The programme is also greatly supported by long-term partners, the Western Australian Museum (WAM). Representing WAM on the field trips is Ross Anderson, a maritime archaeologist who has been researching aspects of the early whaling and sealing period along the south coast.
Ross says: “The Gabbie Kylie Foundation (GKF) research and field school programme aims for excellence in community development and natural and cultural heritage site management. In achieving its aims the GKF programme is both grass-roots and academic in its philosophy, and represents all that is positive in cross-cultural sharing between Traditional Owners, researchers, students, and management bodies. The WA Museum is proud to be a supporter of the GKF programme.”
The programme is further supported by historical archaeologist, Renée Gardiner, managing director of Earth Imprints Consulting. Her work with the Traditional Owners is uncovering some exciting aspects of the more recent past through investigation of several remote homesteads.

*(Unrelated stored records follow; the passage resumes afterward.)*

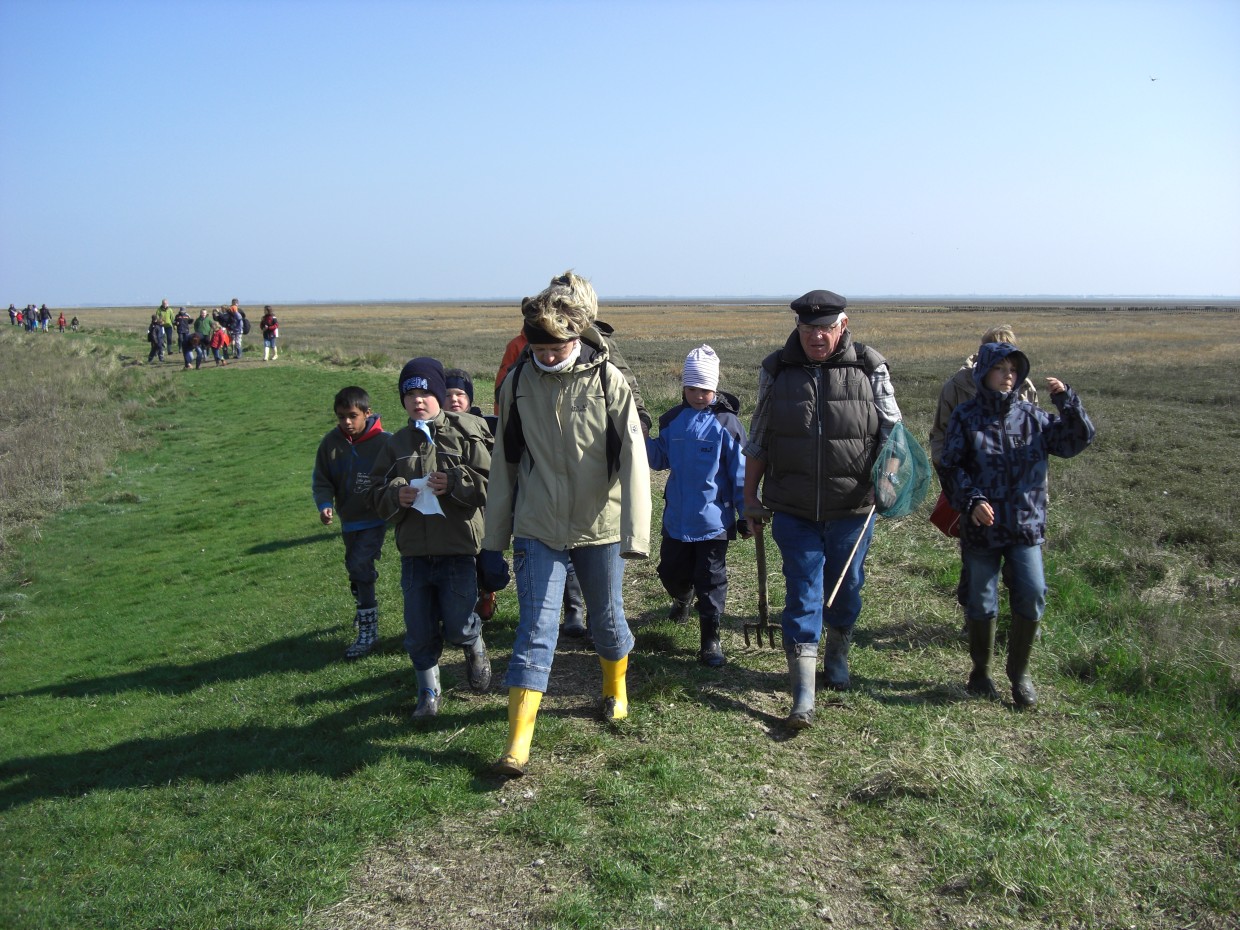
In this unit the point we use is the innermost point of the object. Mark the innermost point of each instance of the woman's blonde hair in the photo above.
(564, 309)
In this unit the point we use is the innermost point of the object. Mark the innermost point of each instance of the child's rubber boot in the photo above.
(478, 666)
(615, 695)
(522, 712)
(801, 668)
(1021, 636)
(835, 659)
(428, 692)
(711, 652)
(367, 623)
(981, 647)
(574, 609)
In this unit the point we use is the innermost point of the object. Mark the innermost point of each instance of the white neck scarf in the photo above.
(567, 363)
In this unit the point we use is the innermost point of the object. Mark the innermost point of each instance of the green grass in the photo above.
(180, 744)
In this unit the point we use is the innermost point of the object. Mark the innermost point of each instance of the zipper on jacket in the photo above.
(817, 445)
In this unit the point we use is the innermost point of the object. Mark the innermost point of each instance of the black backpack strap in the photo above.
(513, 433)
(613, 437)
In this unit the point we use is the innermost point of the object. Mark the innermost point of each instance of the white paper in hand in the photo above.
(425, 501)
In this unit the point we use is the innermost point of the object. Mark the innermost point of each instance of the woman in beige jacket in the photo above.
(569, 485)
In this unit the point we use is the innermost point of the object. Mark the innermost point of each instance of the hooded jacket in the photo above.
(561, 491)
(461, 449)
(997, 448)
(955, 391)
(704, 492)
(341, 475)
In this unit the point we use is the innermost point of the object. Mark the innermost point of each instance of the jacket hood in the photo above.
(723, 403)
(991, 355)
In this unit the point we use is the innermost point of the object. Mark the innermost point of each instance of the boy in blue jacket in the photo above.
(341, 482)
(699, 440)
(996, 463)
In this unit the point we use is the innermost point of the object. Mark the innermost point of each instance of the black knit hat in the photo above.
(423, 375)
(819, 308)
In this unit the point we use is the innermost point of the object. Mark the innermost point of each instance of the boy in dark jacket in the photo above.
(341, 482)
(430, 484)
(701, 442)
(995, 460)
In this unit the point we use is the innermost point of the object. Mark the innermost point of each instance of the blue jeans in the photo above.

Enables Traditional Owners to re-establish connections
The Gabbie Kylie Foundation was established in late 2007 to conserve and interpret the Indigenous heritage values of the south coast region and enable Traditional Owners to re-establish connections with country.
In order to achieve these objectives, the Foundation has adopted a holistic, community-based approach that integrates education and training programmes with on-ground conservation works. Field schools enable high school students, university students and members of the broader community to undertake on-ground conservation work, while receiving instruction in archaeology, geography, restoration ecology, heritage conservation and landscape management. The programme is supported by the W.A. Museum, the Federal Government’s Indigenous Heritage Programme, and BHP Billiton.
David Guilfoyle says the programme is highly important and relevant. “Understanding the complex connections and knowledge people have of the land is the most important avenue of inquiry for our generation as we strive toward achieving ecological, economic and social sustainability. Western science and society is, in many ways, still trying to catch up to the complexity and ingenuity of Australia’s First Nations. A fish trap and a programme like this one provide many insights. We only need open our eyes to the past to see sustainable pathways for the future.”